He is, of course, right that behaviour and ways of working matter hugely. But there is a limit to how much behavioural change is possible, or how much longstanding impact it can have, without more concrete structural reform. As is true in any organisation, civil servants’ behaviour is shaped by the structures around them, as they respond to the incentives they create. And as the Institute has long argued, faulty structures in the civil service frequently create perverse incentives that lead to the very behaviours that limit the ability of the civil service to deliver, and which the cabinet secretary has said he wants to change.

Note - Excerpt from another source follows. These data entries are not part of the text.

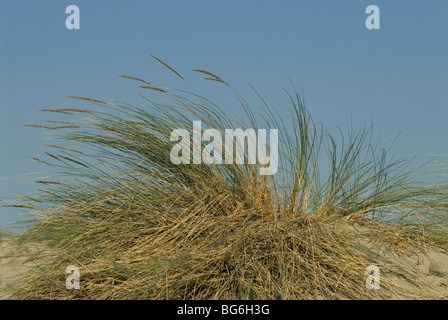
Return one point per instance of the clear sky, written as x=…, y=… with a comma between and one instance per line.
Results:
x=396, y=77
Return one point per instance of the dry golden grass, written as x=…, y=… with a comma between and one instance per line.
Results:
x=139, y=227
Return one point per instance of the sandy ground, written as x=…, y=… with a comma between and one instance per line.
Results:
x=429, y=266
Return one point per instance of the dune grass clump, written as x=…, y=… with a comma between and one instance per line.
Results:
x=140, y=227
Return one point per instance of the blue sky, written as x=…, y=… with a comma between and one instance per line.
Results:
x=396, y=77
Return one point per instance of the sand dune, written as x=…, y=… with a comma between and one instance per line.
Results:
x=424, y=273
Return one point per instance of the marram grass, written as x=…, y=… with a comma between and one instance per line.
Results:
x=140, y=227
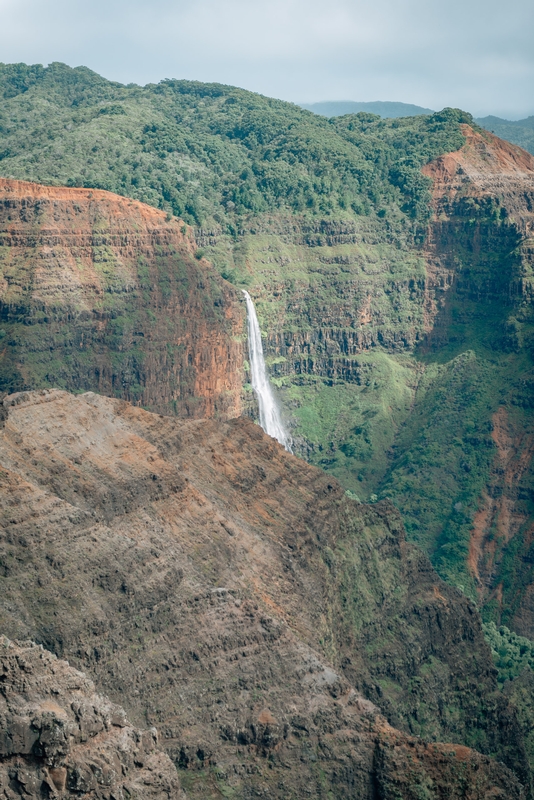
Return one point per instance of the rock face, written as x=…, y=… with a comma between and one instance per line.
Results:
x=481, y=250
x=99, y=292
x=235, y=597
x=61, y=739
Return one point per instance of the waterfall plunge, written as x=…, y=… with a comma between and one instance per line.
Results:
x=270, y=419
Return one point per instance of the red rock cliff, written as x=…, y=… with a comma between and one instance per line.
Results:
x=102, y=292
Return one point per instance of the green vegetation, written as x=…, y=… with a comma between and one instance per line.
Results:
x=511, y=653
x=519, y=132
x=324, y=221
x=211, y=153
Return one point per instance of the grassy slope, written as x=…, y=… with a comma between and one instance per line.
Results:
x=520, y=132
x=315, y=217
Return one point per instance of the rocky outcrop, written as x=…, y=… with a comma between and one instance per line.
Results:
x=235, y=598
x=481, y=249
x=61, y=739
x=100, y=292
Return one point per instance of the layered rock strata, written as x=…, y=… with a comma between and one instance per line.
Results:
x=235, y=598
x=101, y=292
x=61, y=739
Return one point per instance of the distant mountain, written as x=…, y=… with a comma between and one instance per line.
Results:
x=383, y=109
x=520, y=132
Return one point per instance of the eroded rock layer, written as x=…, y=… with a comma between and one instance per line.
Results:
x=100, y=292
x=235, y=598
x=61, y=739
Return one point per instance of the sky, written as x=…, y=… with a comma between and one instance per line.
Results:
x=473, y=54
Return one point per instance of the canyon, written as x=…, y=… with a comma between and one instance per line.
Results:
x=282, y=636
x=238, y=600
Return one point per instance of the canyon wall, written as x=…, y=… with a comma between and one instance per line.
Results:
x=235, y=598
x=100, y=292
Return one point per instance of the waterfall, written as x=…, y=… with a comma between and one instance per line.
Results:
x=270, y=419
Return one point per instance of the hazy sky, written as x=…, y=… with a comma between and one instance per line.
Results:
x=474, y=54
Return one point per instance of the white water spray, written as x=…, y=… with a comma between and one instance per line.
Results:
x=270, y=419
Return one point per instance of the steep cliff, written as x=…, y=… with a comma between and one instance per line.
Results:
x=236, y=598
x=391, y=266
x=61, y=739
x=472, y=413
x=99, y=292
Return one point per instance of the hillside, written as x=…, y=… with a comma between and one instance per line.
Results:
x=272, y=629
x=383, y=109
x=97, y=292
x=519, y=131
x=393, y=291
x=61, y=739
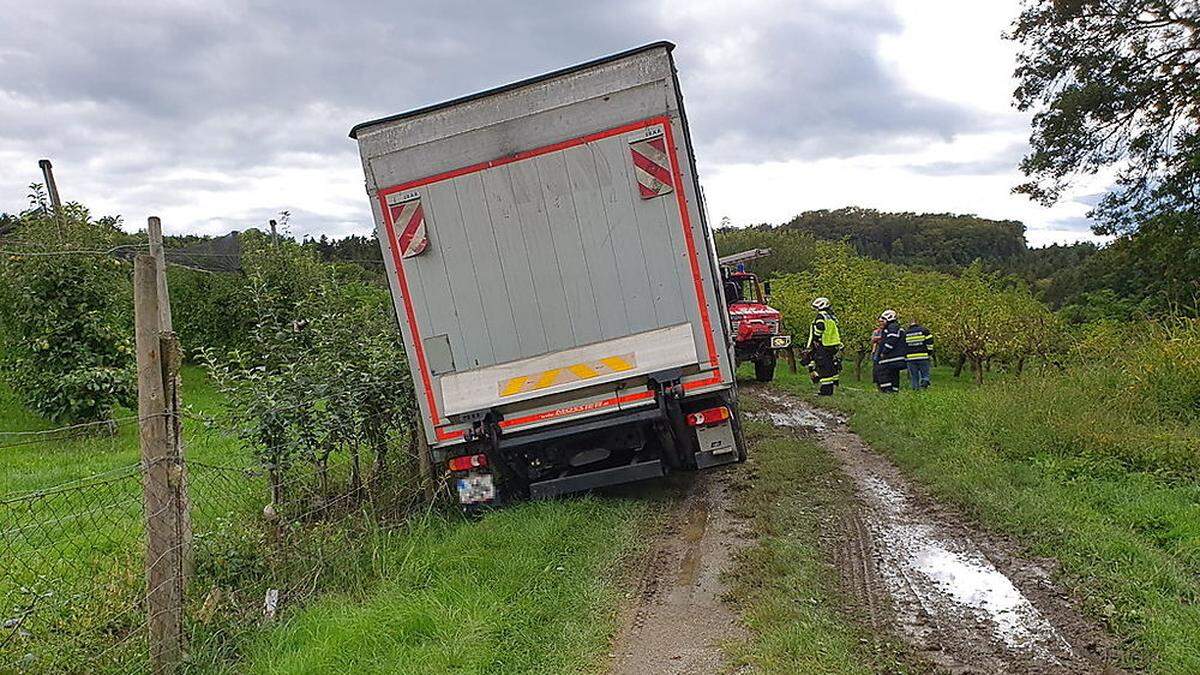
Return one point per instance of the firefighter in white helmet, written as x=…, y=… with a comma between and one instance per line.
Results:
x=822, y=354
x=891, y=359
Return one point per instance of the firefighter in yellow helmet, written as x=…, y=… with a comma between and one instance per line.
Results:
x=823, y=351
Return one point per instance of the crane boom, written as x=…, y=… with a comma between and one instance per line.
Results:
x=732, y=260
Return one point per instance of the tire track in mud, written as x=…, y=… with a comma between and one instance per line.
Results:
x=678, y=622
x=961, y=598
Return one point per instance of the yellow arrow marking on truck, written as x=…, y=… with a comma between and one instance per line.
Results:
x=573, y=372
x=514, y=386
x=617, y=364
x=547, y=378
x=582, y=370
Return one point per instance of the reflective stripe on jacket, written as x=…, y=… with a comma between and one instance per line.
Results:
x=892, y=345
x=825, y=330
x=918, y=342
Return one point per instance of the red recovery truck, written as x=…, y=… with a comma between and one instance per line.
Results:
x=755, y=324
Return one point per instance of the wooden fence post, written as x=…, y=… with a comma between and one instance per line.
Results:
x=160, y=466
x=172, y=383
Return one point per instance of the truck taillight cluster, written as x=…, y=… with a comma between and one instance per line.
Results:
x=707, y=417
x=467, y=463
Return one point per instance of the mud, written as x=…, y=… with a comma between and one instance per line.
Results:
x=964, y=599
x=677, y=621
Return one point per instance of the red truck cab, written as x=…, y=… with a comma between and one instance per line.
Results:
x=755, y=324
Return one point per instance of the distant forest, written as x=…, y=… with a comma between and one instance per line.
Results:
x=1151, y=272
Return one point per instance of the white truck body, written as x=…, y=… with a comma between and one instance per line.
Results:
x=547, y=250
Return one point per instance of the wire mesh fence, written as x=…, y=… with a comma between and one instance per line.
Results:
x=263, y=541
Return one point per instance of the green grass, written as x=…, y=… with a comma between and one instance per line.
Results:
x=784, y=584
x=1109, y=494
x=34, y=463
x=72, y=530
x=528, y=589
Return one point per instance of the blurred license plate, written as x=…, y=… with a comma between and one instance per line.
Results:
x=477, y=488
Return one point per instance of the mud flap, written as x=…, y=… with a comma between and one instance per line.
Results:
x=717, y=446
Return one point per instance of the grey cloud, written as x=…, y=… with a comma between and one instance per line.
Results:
x=121, y=93
x=1074, y=223
x=1091, y=199
x=1002, y=162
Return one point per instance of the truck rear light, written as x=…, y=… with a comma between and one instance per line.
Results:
x=467, y=463
x=711, y=416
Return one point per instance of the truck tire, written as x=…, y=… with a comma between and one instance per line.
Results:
x=765, y=369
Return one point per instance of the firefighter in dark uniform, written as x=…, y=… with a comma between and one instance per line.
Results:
x=823, y=351
x=892, y=354
x=918, y=344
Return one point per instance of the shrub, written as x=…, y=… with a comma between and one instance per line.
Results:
x=65, y=318
x=322, y=369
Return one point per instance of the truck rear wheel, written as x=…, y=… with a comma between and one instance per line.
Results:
x=765, y=368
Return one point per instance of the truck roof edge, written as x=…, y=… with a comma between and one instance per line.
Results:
x=661, y=43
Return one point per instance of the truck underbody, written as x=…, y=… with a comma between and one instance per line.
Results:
x=622, y=447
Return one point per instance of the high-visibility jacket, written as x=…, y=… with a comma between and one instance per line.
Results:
x=918, y=342
x=825, y=332
x=892, y=347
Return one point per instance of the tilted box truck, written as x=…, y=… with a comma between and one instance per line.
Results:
x=556, y=280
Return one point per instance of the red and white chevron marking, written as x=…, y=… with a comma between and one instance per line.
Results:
x=408, y=219
x=651, y=166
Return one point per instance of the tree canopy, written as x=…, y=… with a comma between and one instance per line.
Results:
x=1114, y=83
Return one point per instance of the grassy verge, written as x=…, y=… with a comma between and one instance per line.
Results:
x=1045, y=459
x=529, y=589
x=72, y=531
x=784, y=584
x=37, y=463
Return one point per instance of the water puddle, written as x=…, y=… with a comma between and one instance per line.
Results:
x=946, y=592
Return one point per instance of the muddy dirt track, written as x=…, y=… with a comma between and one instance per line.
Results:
x=963, y=599
x=677, y=621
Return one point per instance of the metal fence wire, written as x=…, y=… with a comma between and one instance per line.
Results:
x=72, y=556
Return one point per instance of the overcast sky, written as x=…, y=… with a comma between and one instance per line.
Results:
x=216, y=114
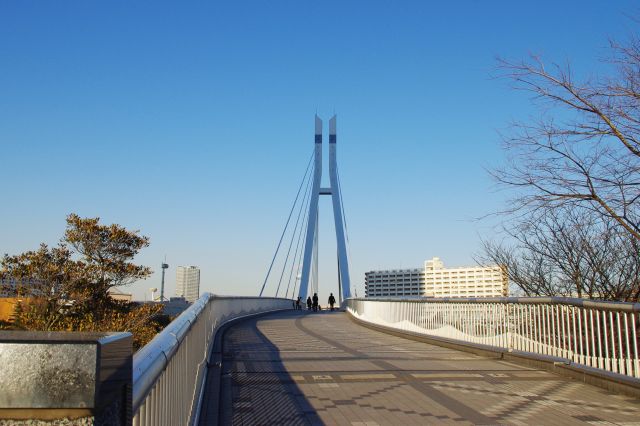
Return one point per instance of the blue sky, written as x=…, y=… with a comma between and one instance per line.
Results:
x=193, y=121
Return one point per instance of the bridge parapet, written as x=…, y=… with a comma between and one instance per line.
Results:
x=169, y=372
x=592, y=334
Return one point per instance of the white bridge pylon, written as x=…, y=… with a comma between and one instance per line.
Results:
x=312, y=228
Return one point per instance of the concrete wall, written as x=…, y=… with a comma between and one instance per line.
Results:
x=7, y=305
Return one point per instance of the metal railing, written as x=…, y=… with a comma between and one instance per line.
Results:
x=169, y=372
x=602, y=335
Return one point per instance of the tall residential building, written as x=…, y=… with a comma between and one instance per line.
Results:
x=394, y=283
x=474, y=281
x=188, y=283
x=437, y=281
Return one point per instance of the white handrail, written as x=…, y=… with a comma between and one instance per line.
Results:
x=168, y=373
x=596, y=334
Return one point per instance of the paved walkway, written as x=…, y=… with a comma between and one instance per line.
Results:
x=300, y=368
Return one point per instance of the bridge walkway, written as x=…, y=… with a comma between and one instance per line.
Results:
x=322, y=368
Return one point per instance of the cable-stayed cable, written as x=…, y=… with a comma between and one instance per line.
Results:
x=286, y=225
x=293, y=235
x=298, y=256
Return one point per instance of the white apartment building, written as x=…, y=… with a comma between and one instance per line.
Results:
x=437, y=281
x=474, y=281
x=188, y=283
x=394, y=283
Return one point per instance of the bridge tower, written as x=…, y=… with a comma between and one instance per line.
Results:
x=312, y=227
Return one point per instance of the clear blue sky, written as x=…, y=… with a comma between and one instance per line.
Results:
x=193, y=121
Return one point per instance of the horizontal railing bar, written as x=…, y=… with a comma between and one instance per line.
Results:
x=150, y=360
x=582, y=303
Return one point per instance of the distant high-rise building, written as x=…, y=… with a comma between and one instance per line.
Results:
x=474, y=281
x=437, y=281
x=188, y=283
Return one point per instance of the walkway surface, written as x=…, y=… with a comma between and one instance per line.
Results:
x=322, y=368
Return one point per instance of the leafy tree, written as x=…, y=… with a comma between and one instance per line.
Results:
x=66, y=287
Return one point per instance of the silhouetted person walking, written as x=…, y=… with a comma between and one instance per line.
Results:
x=332, y=301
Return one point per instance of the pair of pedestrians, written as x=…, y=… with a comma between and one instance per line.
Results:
x=312, y=302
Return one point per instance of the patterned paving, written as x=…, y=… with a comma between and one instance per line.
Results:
x=300, y=368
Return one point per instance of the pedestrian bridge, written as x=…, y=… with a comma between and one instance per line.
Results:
x=520, y=363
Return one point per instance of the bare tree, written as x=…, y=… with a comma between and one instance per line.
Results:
x=568, y=251
x=584, y=150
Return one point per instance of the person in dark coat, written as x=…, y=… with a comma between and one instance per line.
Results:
x=332, y=301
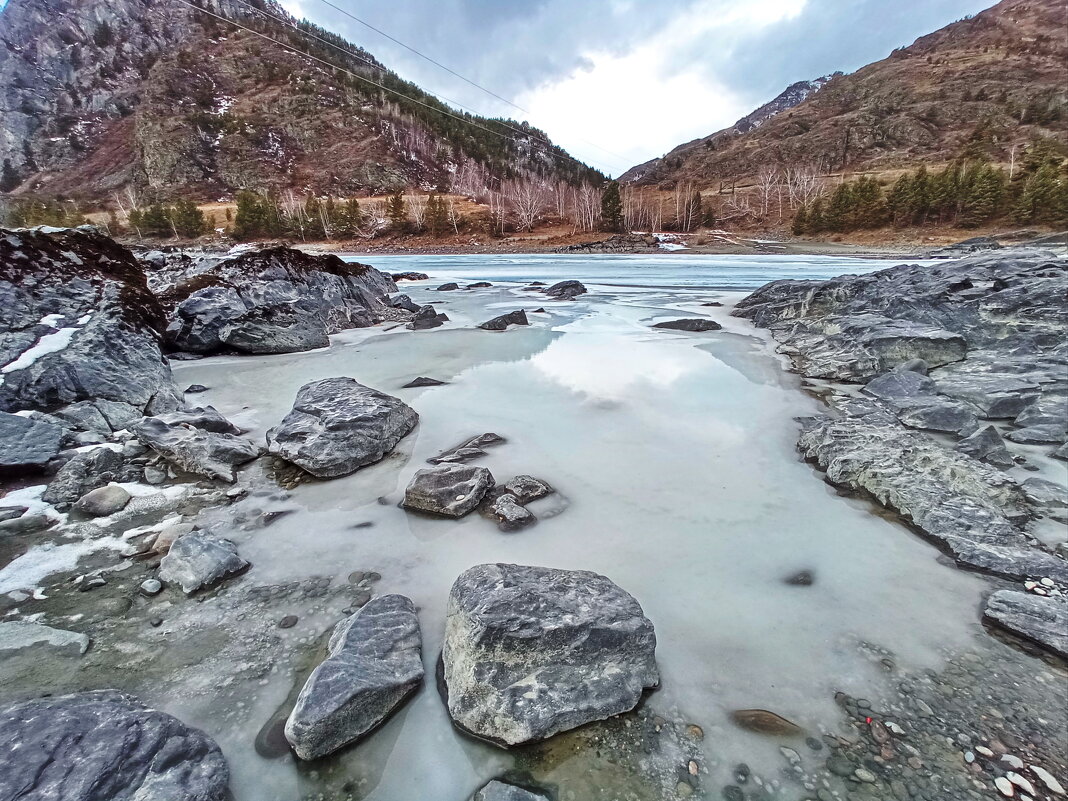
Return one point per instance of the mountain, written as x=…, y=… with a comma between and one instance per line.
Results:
x=984, y=83
x=162, y=98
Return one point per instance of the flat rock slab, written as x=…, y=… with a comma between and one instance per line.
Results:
x=198, y=560
x=531, y=652
x=450, y=490
x=338, y=425
x=105, y=745
x=375, y=663
x=1042, y=619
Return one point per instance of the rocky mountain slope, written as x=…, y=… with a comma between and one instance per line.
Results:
x=167, y=99
x=985, y=82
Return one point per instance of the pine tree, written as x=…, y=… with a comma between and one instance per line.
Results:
x=612, y=207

Inevitably, many of the long-running structural challenges in the civil service – from excessive turnover to ineffective recruitment and poor performance management – will never feel truly urgent. That is particularly true at a time like this, with such huge external pressures and potential turmoil. But these challenges are attritional by nature. There will not be a single crisis point where their impact becomes unanswerably clear, but little by little the civil service’s capability and effectiveness are being eroded. And the cumulative impact can sometimes be noticed by politicians – hence, perhaps, the prime minister’s recent talk of tepid baths and managed decline.  If this is the case, the cabinet secretary will need to respond to that perception. But either way, the problems must be fixed.

Reform of the civil service is not an either / or choice – meaningful structural reforms are needed to enable and embed behavioural change. The new cabinet secretary should remember that as the challenges multiply in the months ahead.